What exactly has changed in the approach? The proposed universal framework focuses on four critical nodes: perception, planning, memory, and action. The main problem with current models is that they can't plan ahead. They live in the moment, generating the next token. Li Han proposes an architecture where the model first constructs a hierarchical goal tree, then uses external tools to achieve them, constantly consulting long-term memory. This transforms AI from a philology student into an experienced project manager.

Why is this critically important right now? We've hit the ceiling of usefulness for ordinary chatbots. For AI to bring real money to the B2B sector, it must be able to independently log into a CRM, analyze data, compile a report, and send it to the client without asking permission at every step. ByteDance, with its colossal data volumes and highly complex recommendation algorithms, needs such autonomous systems more than anyone. If this framework is successfully implemented, we'll see a wave of automation that will make current RPA systems look like calculators.
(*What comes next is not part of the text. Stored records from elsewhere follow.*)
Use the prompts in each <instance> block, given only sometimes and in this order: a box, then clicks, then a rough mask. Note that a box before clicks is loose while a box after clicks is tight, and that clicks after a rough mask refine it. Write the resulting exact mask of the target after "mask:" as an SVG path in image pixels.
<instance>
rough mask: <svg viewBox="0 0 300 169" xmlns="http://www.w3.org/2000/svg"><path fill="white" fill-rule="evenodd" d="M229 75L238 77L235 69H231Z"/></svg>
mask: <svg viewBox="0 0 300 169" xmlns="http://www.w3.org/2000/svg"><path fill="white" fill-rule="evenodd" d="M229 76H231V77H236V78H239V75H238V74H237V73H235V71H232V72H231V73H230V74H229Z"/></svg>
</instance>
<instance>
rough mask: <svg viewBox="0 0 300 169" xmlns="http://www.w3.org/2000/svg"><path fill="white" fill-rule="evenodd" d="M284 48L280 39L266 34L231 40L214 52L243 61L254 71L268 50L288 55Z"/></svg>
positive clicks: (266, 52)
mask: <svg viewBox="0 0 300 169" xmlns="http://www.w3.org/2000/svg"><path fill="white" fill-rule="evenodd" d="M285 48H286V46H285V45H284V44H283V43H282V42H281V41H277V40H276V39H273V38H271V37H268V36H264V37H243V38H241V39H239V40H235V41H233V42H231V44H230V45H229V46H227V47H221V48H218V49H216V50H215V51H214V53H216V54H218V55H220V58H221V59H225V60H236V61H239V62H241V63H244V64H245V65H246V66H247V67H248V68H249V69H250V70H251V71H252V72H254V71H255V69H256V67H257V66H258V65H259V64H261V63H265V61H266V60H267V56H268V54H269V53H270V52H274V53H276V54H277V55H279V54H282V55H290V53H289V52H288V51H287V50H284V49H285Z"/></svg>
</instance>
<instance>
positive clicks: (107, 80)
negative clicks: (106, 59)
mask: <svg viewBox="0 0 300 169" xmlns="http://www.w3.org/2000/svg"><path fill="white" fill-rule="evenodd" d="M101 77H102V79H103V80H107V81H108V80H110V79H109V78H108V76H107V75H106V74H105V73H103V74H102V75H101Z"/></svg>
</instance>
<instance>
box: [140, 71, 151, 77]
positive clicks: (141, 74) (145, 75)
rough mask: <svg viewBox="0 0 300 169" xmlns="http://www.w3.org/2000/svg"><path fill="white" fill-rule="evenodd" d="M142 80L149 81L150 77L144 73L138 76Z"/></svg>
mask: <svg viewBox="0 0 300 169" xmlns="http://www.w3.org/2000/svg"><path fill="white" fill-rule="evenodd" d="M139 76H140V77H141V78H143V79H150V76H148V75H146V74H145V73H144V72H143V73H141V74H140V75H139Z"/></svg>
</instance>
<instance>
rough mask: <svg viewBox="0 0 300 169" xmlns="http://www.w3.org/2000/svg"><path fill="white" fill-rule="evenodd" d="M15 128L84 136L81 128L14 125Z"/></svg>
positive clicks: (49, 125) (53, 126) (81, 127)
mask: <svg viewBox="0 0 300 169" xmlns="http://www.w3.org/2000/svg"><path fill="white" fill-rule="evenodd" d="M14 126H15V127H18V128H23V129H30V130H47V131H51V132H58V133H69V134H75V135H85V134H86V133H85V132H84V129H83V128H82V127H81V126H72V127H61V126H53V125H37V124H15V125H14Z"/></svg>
Analyzing Li Han's work, you understand that China, through ByteDance, is betting on structure. While Western companies often rely on raw computational power, here we see an attempt to create an elegant and scalable engineering architecture. This is a direct challenge to projects like Microsoft AutoGen. The only question is who will be first to move these findings from academic PDFs into real production. Based on ByteDance's pace, we won't have to wait long.

The key question: Will Li Han's architecture become a global standard, or will it remain an internal ByteDance tool? If the former, we can expect a boom in true digital employees already next year.